Ithaca had more recently claimed that it faces millions of dollars in liabilities because Trump underpaid taxes on its management fees. Ithaca says the underpayments, which made the development’s finances look better than they were, were discovered after Panamanian authorities audited the project.
Ramos said Ithaca’s allegations of misconduct were weighty enough to move forward.
“Plaintiffs allege that they performed due diligence on the hotel’s financials provided by defendants, but that they later learned that those financials ‘artificially deflated the actual expenses of the hotel,’” the judge said.

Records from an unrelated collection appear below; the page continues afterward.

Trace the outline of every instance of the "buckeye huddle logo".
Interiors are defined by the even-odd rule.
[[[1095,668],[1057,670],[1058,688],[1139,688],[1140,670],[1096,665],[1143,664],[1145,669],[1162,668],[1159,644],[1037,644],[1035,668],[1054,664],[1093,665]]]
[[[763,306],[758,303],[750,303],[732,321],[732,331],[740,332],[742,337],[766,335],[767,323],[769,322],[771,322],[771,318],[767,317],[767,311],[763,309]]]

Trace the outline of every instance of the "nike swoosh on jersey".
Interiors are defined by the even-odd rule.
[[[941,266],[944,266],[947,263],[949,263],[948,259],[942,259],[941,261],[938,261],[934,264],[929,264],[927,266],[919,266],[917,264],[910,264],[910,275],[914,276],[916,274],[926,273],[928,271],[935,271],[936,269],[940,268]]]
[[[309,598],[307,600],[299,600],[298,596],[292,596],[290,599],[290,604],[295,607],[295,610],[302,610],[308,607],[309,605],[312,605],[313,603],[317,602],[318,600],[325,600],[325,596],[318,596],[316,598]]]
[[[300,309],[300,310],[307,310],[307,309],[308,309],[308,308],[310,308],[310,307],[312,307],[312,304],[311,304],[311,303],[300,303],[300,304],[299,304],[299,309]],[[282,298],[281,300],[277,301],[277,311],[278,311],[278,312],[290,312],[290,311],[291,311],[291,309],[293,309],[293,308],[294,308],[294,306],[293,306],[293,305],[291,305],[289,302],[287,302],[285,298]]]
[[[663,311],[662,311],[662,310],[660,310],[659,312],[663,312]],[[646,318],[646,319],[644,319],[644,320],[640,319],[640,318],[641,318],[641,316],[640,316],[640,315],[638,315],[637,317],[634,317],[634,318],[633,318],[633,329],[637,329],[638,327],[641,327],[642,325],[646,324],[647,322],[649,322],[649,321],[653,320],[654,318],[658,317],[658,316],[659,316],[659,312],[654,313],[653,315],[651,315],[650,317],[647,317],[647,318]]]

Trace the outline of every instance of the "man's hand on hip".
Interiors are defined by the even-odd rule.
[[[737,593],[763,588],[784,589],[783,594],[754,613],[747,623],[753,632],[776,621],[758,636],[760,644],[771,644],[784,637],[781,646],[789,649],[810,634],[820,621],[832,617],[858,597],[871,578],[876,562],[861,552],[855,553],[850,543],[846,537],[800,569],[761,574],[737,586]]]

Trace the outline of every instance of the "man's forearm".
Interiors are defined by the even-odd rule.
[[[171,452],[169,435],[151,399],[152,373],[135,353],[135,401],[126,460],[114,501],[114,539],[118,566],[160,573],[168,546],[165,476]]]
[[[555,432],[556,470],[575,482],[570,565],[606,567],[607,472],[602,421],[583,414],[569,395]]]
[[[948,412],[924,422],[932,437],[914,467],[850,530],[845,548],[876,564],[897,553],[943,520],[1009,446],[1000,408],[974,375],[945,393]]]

Ramos rejected Trump’s argument that any misrepresentations were “merely nonactionable puffery,” noting the company repeatedly said the hotel was doing better than others in the Panama market. The judge also shot down the contention that the plaintiffs were sophisticated investors who wouldn’t have relied on any such statements.
The judge threw out Trump’s three counterclaims for fraud but allowed others, including an allegation of contract interference, to remain. Ramos noted Trump’s allegation that Ithaca had an improper motive to forcibly take over the hotel and did so through unlawful means such as forcible entry and burglary.
Alan Garten, chief legal officer of the Trump Organization, hailed that part of Ramos’s decision, saying it upholds the company’s right to pursue Fintiklis and Ithaca Capital and “hold them accountable for the flagrant breach of their contractual obligations, tortious interference and other unlawful conduct.”
Garten also claimed that Trump had won an ICC arbitration award of millions of dollars in damages in the same dispute. “The Trump entities look forward to confirming this award and aggressively pursuing all avenues to collect on our multi-million dollar judgment against Fintikilis and all of his associate entities and investors until the judgment is fully satisfied,” Garten said.
The arbitration award couldn’t be immediately verified. Ithaca Capital didn’t respond to an email seeking comment on the ruling.
The case is Ithaca Capital Investments v. Trump Panama Hotel Management, 18-cv-390, U.S. District Court, Southern District of New York (Manhattan).